Of course, during times of stress, the eating disorder rears its ugly head. I never worry about what truly is the matter, such as, let’s say: getting married or letting go of a waitressing job I had for 13 years or my nephew having Prader Willi Syndrome. But rather, it becomes simply “I am fat.” My brain takes the path of least resistance, what it knows best. Much as the body will do. That is the old tape it knows.

This happens rarely.

I have, for the most part, conquered this thing that had such a clutch on me.

So here I am in boat pose, shaking like a dog, and I realize I have conquered this fear. This is huge. Finally we come out of the pose and I get a little teary-eyed. I start to feel sad for all the years I let this fear rule my life. What was the fear truly of?

It’s so dark and ugly. I mistakenly thought my self-worth was my appearance. Now, as a teacher of yoga, with so many beautiful young girls coming to me, I recognize the same thing in them. I know them immediately. Perhaps they recognize me as well. I somehow got programmed to believe that what I looked like signified who I was. Inside.

There is nothing farther from the truth. Nowadays, I feel such a deep love for who I am inside that it never even crosses my mind to think people even notice my weight or my face. How can it be so complicated? I am not, nor was I ever, a shallow person. I know better. And yet, for 15 years I battled this idea.

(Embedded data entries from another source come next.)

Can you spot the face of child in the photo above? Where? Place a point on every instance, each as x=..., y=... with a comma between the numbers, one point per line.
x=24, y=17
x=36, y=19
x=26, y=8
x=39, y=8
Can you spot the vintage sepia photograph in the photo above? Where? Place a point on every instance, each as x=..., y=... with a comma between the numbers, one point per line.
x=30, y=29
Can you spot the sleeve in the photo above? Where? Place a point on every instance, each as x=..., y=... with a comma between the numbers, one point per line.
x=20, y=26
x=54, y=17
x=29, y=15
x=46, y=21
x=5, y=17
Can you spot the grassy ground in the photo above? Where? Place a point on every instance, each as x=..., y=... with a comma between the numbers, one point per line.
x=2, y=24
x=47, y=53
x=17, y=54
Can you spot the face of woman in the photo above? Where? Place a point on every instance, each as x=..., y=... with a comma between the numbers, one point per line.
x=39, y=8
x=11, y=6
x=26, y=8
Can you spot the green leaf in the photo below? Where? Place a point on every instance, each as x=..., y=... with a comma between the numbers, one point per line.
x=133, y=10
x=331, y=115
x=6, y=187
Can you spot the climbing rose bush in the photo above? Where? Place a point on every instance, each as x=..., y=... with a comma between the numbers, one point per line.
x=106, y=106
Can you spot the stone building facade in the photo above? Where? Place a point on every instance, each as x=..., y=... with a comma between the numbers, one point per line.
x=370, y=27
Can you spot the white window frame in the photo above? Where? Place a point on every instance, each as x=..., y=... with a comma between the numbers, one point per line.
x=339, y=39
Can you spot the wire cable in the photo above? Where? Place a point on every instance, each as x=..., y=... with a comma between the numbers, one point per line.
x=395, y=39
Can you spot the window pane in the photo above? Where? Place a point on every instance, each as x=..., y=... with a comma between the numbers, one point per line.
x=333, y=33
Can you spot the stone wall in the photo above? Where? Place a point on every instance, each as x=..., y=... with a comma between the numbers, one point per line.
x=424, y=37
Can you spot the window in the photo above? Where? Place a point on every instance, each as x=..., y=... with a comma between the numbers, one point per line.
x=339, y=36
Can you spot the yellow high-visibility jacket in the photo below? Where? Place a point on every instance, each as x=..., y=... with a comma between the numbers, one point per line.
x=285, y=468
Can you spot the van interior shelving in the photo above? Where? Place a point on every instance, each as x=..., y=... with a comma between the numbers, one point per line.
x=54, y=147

I was also terribly afraid to deal with life. With feeling or loss responsibility or death. When my stepfather died, 10 years after my father had passed away, I just ran. I went out to Cooper River Park in Pennsauken, New Jersey. and ran for over two hours straight. There, all better.

Not quite. It never works that way. Even if we want it to.

The pain and the feelings are still there, we have just distracted ourselves. Maybe fear is just a big distraction?

My sister said something savvy tonight. I love my sister. She said, “Ha. An article on fear? I could write that one in my sleep.”  (She could.)

As much as she has an innumerable amount of irrational fears, she is fearless when it comes to her son Blaise, who has Prader Willi Syndrome. She says that you find the courage somehow.

I get it. I have found courage through my own yoga practice, through my teaching yoga, through the amazing man I married, through my nephew Blaise.

I still have many fears and am working through them daily. Sometimes they feel so real, as if at any moment the fear will come true and I will be homeless, my family will perish, I will be without a job, people will hate me, that I will have to go back to waitressing. I will go completely deaf. A fear of the Future. The abnormal fears. They run the gamut.

But sometimes, when I am in navasana in Annie’s class, or teaching my own class, I look up at the sky and shake my fist and say “Eff you Fear! You ain’t real!”

And anyway, as the amazing Wayne Dyer says, worrying is like saying little prayers for the things you do not want.

And of course, in a sense, it is real. But as Martin Luther King Jr said, ”

Normal fear protects us; abnormal fear paralyses us. Normal fear motivates us to improve our individual and collective welfare; abnormal fear constantly poisons and distorts our inner lives.

Our problem is not to be rid of fear but, rather to harness and master it.

So master your own awesomeness. Harness your inner child and your joy. Let go of all the other BS.